Influenza viruses readily mutate by accumulating point mutations and also by reassortment in which they acquire whole gene segments from another virus in a co-infected host. The NS1 gene is a major virulence factor of influenza A virus. The effects of changes in NS1 sequence depend on the influenza polymerase constellation. Here, we investigated the consequences of a virus with the polymerase of pandemic H1N1 2009 acquiring an NS gene segment derived from a seasonal influenza A H3N2 virus, a combination that might arise during natural reassortment of viruses that currently circulate in humans. We generated recombinant influenza viruses with surface HA and NA genes and matrix M gene segment from A/PR/8/34 virus, but different combinations of polymerase and NS genes. Thus, any changes in phenotype were not due to differences in receptor use, entry, uncoating or virus release. In Madin–Darby canine kidney (MDCK) cells, the virus with the NS gene from the H3N2 parent showed enhanced replication, probably a result of increased control of the interferon response.
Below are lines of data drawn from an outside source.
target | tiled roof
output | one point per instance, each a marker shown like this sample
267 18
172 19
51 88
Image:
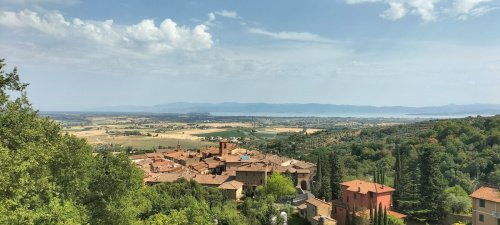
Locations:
154 155
200 166
170 177
396 214
487 193
210 179
317 202
136 157
303 165
253 168
231 185
364 187
302 171
317 218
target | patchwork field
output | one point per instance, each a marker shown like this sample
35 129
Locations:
145 133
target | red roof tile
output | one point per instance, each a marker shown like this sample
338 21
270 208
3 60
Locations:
364 187
487 193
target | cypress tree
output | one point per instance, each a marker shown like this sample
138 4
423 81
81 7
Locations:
397 178
347 218
337 175
380 218
353 219
382 174
432 183
325 191
318 178
385 216
371 212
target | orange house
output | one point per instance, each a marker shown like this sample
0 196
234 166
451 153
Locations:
359 194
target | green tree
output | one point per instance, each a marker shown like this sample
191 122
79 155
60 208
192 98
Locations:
337 176
29 190
397 178
385 216
432 183
371 212
325 190
353 215
278 186
380 218
115 193
391 220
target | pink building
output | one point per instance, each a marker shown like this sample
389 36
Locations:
359 194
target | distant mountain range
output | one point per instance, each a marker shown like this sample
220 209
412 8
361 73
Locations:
311 108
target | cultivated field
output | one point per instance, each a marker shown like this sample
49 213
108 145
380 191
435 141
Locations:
145 133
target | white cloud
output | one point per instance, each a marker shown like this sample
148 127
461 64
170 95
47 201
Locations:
143 35
395 12
400 8
30 2
424 8
465 8
228 14
293 36
429 10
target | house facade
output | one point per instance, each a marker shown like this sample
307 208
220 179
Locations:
486 206
361 194
317 212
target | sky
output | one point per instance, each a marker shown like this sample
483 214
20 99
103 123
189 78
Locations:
82 54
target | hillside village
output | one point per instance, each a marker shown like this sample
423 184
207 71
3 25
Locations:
238 172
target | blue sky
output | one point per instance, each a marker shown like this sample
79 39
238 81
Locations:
84 54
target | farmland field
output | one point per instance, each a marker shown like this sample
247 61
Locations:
150 131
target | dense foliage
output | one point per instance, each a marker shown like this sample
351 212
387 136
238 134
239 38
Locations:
434 164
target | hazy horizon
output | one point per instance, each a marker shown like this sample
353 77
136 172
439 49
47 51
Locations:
84 54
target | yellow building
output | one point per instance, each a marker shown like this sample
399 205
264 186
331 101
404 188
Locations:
486 206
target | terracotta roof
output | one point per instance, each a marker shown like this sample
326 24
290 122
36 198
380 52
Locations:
200 166
303 206
396 214
364 187
253 168
317 202
231 185
209 179
170 177
303 165
136 157
302 171
230 173
154 155
487 193
212 150
317 218
237 158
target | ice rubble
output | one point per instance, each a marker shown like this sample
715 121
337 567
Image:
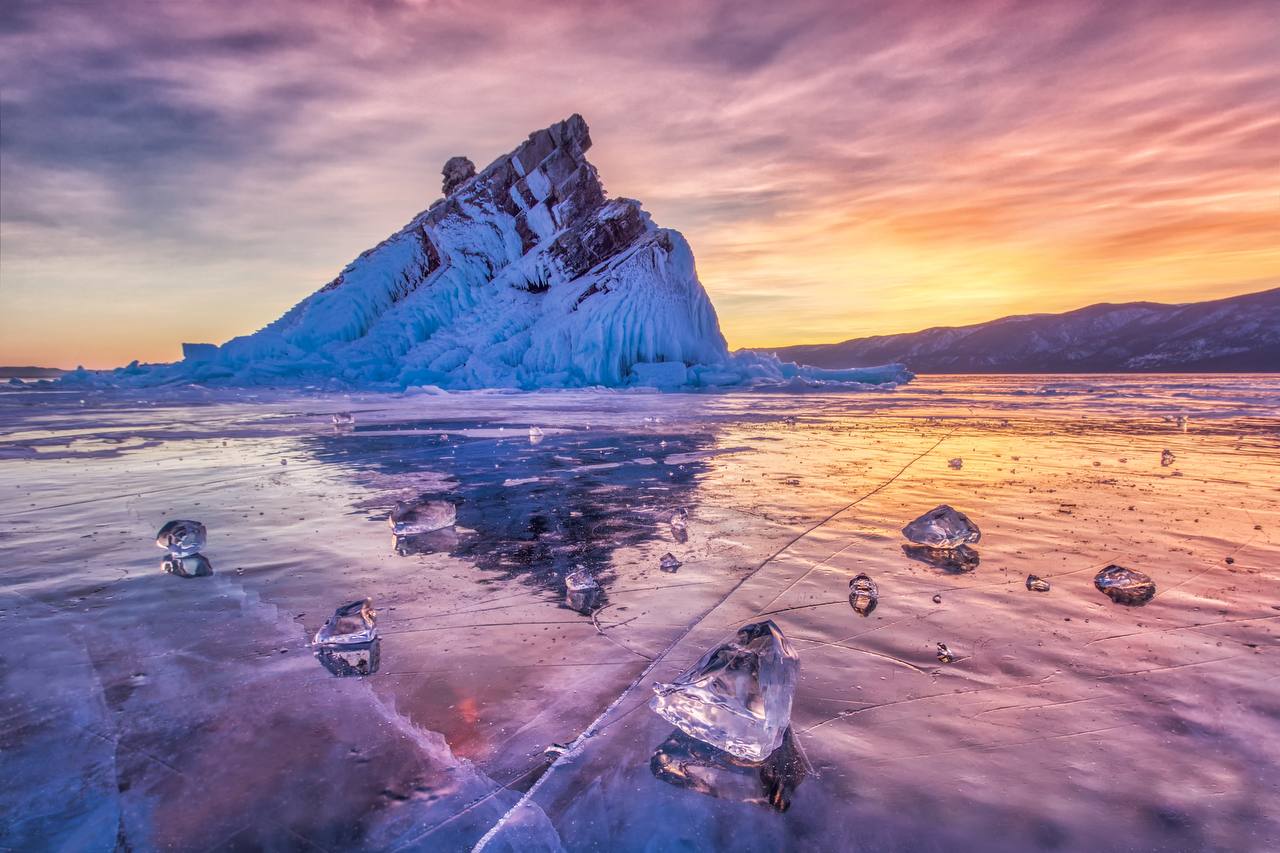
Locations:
525 276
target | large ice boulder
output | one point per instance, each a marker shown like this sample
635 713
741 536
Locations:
524 276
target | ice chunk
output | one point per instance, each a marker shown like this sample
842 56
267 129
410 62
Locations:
942 528
410 518
685 762
190 566
951 560
863 594
352 658
581 591
737 696
1125 585
182 538
350 624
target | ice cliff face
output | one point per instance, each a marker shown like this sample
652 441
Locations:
524 276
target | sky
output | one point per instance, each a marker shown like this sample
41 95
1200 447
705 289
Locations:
188 170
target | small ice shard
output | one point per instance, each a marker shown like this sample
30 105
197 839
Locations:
182 538
685 762
581 591
1125 585
951 560
942 528
737 696
350 624
863 594
191 566
410 518
352 658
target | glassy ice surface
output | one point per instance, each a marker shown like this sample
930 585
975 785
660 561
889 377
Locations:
863 594
350 624
412 518
1127 587
737 696
147 711
942 528
182 538
190 566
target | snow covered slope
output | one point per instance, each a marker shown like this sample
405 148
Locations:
524 276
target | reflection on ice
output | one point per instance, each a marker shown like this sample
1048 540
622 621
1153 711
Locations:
688 762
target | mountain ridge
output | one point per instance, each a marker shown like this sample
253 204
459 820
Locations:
1230 334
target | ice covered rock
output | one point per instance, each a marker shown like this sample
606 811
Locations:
863 594
737 696
942 528
182 538
350 624
525 276
1127 587
412 518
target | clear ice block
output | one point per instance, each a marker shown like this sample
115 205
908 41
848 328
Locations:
737 696
182 538
942 528
410 518
350 624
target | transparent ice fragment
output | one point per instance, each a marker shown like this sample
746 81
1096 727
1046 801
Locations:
410 518
950 560
863 594
190 566
182 538
581 591
352 658
350 624
685 762
1125 585
737 696
942 528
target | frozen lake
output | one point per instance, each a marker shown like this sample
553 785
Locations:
150 711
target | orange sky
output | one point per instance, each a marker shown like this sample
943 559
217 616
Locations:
840 169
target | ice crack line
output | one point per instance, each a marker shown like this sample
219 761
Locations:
574 748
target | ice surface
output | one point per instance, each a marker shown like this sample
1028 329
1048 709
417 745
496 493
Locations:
190 566
863 594
737 696
942 528
1127 587
182 538
350 624
414 518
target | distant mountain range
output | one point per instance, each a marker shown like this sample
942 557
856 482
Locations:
1240 333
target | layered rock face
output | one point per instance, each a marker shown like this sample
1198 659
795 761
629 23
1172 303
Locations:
524 276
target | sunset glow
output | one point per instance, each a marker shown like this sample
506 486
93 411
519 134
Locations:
174 173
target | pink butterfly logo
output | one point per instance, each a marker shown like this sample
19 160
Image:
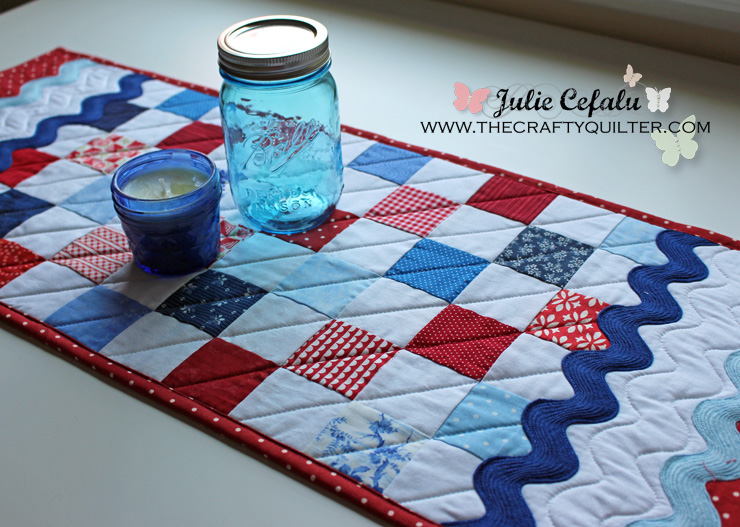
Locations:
465 99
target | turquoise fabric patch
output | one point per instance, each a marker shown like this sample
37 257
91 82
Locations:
635 239
487 423
326 284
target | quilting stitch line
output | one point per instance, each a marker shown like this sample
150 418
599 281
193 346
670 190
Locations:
499 480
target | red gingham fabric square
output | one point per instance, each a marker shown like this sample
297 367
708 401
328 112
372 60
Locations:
317 238
97 255
569 320
15 260
341 357
220 374
463 340
413 210
203 137
27 162
108 152
511 199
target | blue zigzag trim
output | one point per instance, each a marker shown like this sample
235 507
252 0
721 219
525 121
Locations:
685 477
499 480
91 111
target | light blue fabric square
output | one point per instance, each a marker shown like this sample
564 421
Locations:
635 239
94 201
97 316
326 284
487 423
391 163
367 445
190 104
438 269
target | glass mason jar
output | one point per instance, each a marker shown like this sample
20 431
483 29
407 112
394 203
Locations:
281 122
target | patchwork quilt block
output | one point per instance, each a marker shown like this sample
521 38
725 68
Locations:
426 353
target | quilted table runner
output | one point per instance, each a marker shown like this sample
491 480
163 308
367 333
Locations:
456 345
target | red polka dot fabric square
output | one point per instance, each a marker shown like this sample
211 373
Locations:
341 357
464 341
15 260
97 255
569 320
317 238
511 199
220 374
413 210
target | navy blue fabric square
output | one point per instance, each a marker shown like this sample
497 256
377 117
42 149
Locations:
190 104
115 113
211 301
389 162
97 316
437 269
545 255
16 207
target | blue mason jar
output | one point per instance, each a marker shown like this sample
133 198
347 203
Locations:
280 118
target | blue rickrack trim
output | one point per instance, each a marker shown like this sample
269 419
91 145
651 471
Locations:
685 477
91 111
499 480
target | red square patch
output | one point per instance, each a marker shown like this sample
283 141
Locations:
315 239
463 340
220 374
15 260
413 210
511 199
203 137
27 162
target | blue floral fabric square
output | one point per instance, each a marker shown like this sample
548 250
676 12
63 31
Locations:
487 423
16 207
389 162
438 269
367 445
544 255
211 301
97 316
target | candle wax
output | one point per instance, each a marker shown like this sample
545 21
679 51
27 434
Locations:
164 183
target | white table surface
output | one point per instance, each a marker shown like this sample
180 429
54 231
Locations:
75 451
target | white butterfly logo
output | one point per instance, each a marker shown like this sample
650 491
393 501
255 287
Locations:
631 77
682 144
658 100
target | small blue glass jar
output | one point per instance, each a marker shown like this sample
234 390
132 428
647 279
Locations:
281 122
170 234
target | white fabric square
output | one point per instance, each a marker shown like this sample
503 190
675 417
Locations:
166 343
58 181
152 126
604 276
146 289
44 289
416 391
531 368
263 260
392 310
353 146
154 93
477 232
577 220
35 233
289 408
70 137
440 495
358 244
508 296
275 327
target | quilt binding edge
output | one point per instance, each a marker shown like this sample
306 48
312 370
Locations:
314 472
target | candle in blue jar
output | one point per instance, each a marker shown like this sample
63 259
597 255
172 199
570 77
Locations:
168 203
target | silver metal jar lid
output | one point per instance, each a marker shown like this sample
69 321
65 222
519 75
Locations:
273 48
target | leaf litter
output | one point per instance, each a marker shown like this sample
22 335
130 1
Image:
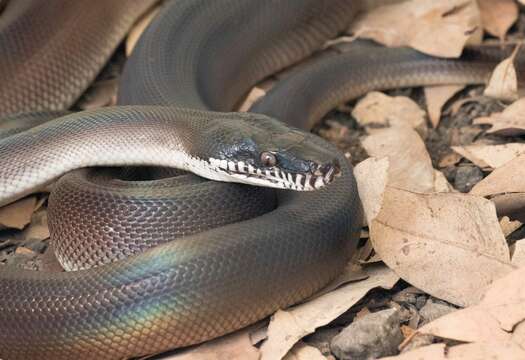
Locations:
427 214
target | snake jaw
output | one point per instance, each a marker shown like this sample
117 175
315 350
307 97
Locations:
274 177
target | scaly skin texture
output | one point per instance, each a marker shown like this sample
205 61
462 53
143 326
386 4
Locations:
204 55
198 54
50 51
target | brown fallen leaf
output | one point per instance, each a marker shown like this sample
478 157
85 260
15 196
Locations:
18 214
433 352
490 157
492 320
289 326
503 83
509 122
302 351
504 180
498 16
410 164
377 108
436 96
486 350
236 346
458 22
371 177
508 226
518 256
139 27
441 183
426 237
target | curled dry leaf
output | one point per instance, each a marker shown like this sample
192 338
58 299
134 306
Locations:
302 351
434 352
457 22
371 177
492 320
410 164
490 157
486 350
436 96
518 256
503 83
377 108
426 237
441 183
288 327
509 226
498 16
509 122
504 180
18 214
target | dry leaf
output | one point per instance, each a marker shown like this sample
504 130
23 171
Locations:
490 157
441 183
503 83
508 226
510 122
236 346
436 96
18 214
427 237
302 351
486 350
518 256
410 165
139 27
433 352
498 16
505 179
493 319
371 177
378 108
457 22
287 327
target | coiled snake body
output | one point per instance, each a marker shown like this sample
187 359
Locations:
198 56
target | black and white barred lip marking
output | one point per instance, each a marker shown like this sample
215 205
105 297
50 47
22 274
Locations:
276 177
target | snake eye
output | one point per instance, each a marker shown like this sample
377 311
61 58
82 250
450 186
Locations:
268 159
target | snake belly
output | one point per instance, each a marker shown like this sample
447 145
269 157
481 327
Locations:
201 55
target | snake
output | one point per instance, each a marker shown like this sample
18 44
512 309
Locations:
286 238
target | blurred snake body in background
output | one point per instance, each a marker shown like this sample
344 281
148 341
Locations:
221 256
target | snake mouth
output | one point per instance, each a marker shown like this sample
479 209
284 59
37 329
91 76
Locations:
276 177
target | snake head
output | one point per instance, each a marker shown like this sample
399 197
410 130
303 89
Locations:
258 150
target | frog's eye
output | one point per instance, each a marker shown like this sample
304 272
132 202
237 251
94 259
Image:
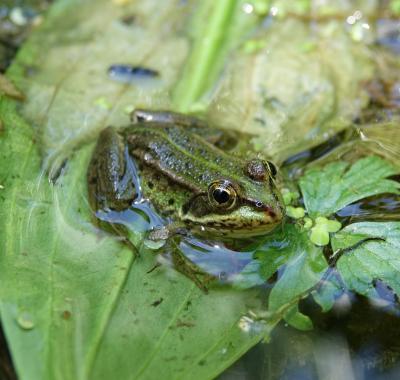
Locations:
272 168
222 194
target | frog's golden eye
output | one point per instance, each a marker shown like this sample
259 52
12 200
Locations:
272 169
222 194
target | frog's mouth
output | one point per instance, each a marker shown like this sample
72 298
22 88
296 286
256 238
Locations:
246 224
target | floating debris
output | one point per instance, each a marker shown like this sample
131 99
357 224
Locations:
128 73
7 88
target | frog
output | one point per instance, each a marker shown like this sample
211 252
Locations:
188 172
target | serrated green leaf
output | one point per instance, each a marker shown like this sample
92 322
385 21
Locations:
327 293
298 320
338 184
300 264
375 256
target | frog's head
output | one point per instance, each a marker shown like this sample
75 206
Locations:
238 206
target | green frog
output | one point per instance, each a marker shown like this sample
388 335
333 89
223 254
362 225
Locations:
188 174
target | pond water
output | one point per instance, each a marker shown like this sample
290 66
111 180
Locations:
358 338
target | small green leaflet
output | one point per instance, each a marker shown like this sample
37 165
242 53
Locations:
327 190
376 256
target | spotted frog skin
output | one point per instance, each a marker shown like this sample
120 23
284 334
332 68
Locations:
187 174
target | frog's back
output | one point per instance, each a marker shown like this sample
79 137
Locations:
182 155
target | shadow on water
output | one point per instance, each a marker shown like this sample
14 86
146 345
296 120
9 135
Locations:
356 340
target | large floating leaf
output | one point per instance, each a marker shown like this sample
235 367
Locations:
74 302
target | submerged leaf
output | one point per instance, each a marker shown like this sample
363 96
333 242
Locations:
301 265
371 252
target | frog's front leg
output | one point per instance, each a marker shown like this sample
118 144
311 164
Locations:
110 179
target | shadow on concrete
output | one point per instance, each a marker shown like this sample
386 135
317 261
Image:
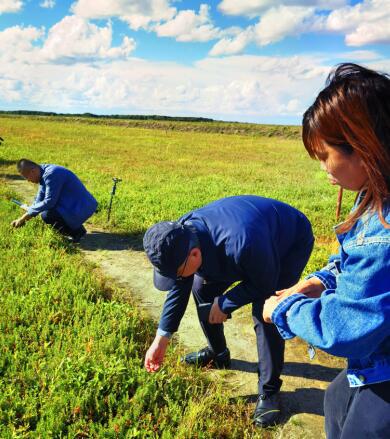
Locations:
303 370
101 240
311 371
304 400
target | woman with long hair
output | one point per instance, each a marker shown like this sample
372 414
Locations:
344 308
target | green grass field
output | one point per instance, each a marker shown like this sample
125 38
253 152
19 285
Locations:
71 361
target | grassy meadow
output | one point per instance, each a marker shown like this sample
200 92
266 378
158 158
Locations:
71 350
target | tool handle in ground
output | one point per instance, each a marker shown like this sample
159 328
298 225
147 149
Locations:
204 311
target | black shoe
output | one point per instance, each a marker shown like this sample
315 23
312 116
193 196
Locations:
206 357
267 410
78 235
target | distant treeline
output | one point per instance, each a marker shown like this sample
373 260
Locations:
112 116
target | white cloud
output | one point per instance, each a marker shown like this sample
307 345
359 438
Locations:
17 44
274 25
251 87
75 39
234 45
254 8
189 26
277 23
47 4
137 13
364 23
10 6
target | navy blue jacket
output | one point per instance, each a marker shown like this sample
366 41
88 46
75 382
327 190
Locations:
242 238
352 317
62 190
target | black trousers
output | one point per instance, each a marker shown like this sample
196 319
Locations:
54 219
357 412
270 345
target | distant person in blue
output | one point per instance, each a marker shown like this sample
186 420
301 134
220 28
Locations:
344 309
62 199
261 243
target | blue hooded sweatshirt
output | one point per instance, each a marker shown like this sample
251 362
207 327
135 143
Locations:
61 190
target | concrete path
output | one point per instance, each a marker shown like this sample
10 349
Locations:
120 258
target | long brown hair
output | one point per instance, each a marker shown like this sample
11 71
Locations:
352 113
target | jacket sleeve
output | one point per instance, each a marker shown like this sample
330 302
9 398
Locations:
351 320
259 264
53 186
40 194
329 273
175 305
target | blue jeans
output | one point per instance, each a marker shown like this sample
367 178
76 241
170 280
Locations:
270 345
54 219
357 412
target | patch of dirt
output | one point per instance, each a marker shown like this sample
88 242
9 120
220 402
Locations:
304 381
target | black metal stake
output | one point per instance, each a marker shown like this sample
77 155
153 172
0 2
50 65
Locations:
116 181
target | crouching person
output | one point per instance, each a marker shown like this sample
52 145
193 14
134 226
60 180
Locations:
262 243
62 200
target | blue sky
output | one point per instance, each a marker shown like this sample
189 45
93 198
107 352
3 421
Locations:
249 60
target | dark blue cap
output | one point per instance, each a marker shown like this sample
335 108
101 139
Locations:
167 245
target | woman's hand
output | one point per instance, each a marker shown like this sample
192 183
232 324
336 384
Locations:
312 288
269 306
216 315
154 357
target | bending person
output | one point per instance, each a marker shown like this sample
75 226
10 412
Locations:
344 308
263 244
62 199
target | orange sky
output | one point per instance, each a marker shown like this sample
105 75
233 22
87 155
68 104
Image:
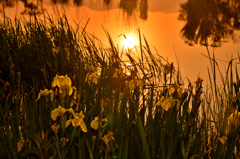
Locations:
161 30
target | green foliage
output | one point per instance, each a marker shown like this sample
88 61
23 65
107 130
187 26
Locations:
142 110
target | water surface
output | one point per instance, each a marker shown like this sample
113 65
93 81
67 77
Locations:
178 41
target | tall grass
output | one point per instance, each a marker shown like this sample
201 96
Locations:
142 109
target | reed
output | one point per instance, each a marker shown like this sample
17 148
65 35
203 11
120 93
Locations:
64 94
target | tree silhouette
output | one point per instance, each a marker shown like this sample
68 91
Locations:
209 20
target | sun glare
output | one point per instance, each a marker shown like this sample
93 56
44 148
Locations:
129 42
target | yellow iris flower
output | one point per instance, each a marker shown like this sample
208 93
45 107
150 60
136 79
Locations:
65 84
45 92
94 123
64 140
55 128
235 118
135 83
77 120
57 112
223 140
92 78
106 138
167 68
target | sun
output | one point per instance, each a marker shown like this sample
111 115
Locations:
129 42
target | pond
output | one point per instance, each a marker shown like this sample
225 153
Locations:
174 29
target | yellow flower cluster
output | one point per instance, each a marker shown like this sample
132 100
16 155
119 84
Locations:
92 78
135 83
94 123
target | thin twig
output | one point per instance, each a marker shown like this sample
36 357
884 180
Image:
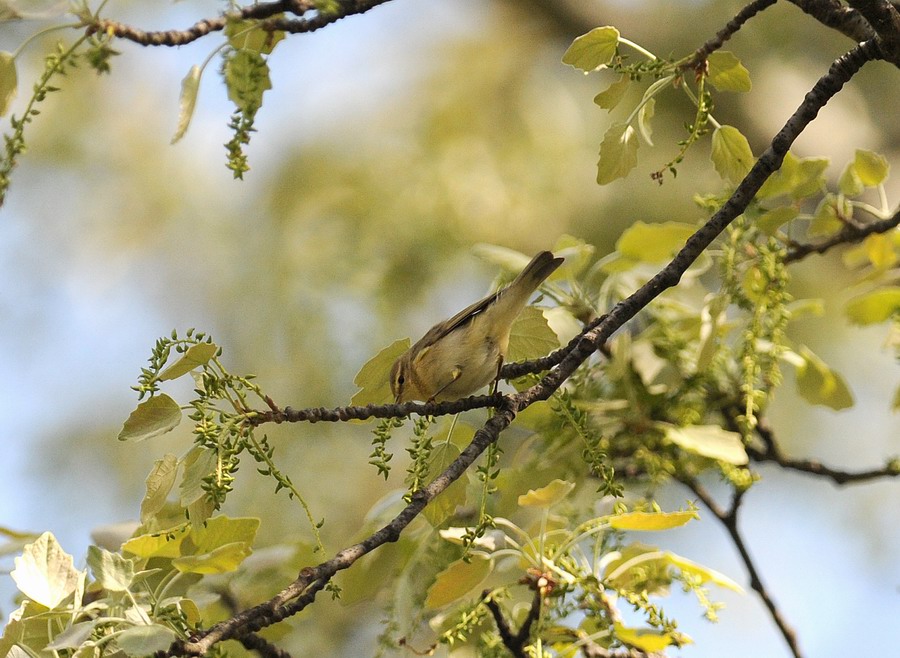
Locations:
729 520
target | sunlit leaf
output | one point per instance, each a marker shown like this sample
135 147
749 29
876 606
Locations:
154 416
653 243
593 50
195 357
45 573
819 384
652 521
769 222
187 101
618 153
709 441
158 485
530 337
645 639
8 81
112 571
548 495
871 168
612 95
373 378
874 307
726 73
457 580
145 640
731 154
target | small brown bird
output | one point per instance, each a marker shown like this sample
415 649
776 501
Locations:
463 354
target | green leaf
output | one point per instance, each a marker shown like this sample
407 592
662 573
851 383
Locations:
819 384
547 496
195 357
874 307
112 571
592 50
8 81
705 574
644 115
155 416
618 153
731 154
187 101
444 506
145 640
653 243
652 521
158 484
45 573
726 73
247 35
871 168
223 559
247 79
613 95
530 337
769 222
373 378
709 441
829 217
457 580
646 639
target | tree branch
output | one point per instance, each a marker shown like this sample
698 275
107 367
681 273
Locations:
728 519
851 233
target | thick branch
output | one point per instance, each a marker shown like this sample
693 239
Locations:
729 521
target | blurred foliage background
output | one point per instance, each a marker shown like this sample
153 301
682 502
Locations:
390 144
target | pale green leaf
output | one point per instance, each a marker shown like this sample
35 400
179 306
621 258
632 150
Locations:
158 485
74 636
769 222
223 559
45 573
548 495
8 81
457 580
373 378
592 50
145 640
198 464
247 35
530 337
709 441
871 168
726 73
874 307
651 521
610 97
247 79
155 416
618 153
731 154
705 574
195 357
112 571
444 506
819 384
646 639
644 116
653 243
190 85
829 217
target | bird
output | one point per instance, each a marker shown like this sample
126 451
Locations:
458 356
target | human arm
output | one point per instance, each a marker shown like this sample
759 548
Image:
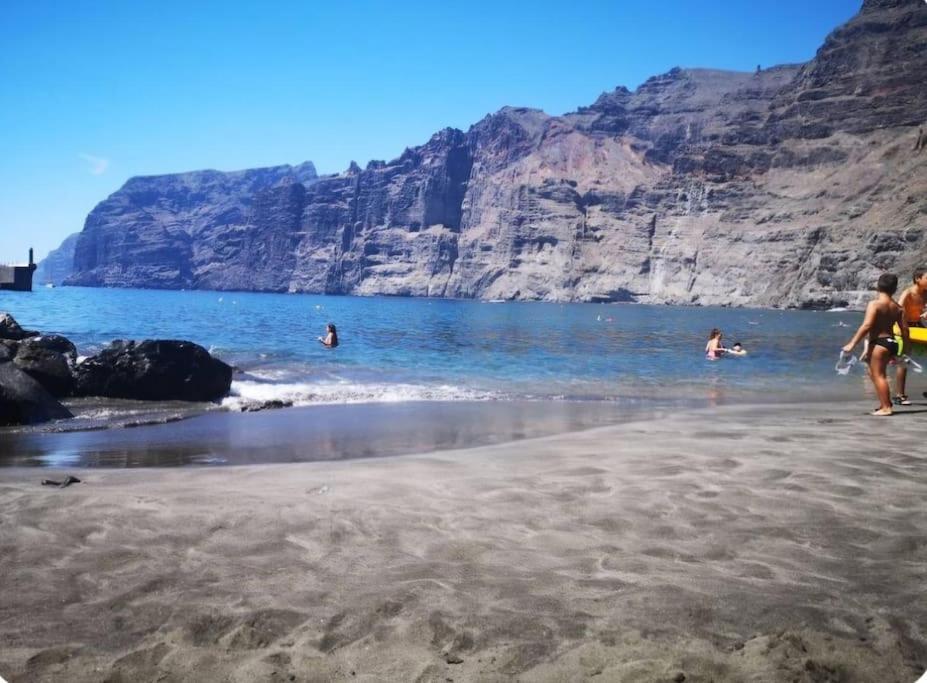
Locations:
864 328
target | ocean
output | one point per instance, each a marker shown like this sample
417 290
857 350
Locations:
535 368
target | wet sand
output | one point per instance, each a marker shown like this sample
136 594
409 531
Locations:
761 543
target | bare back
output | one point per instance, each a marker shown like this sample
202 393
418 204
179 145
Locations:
912 300
882 315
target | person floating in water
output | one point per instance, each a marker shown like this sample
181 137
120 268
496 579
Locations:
331 337
714 348
912 300
882 314
737 350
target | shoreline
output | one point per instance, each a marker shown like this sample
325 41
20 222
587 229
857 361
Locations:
347 431
755 542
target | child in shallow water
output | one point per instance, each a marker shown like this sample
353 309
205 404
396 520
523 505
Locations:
714 349
882 314
331 337
737 350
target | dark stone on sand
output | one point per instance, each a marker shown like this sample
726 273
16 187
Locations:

However, in mice the same virus was attenuated in comparison with the virus containing homologous pH1N1 polymerase and NS genes. Levels of viral RNA during single-cycles of replication were lower for the virus with H3N2 NS, and this virus reached lower titres in the lungs of infected mice. Thus, virus with pH1N1 polymerase genes did not increase its virulence by acquiring the H3N2 NS gene segment, and MDCK cells were a poor predictor of the outcome of infection in vivo.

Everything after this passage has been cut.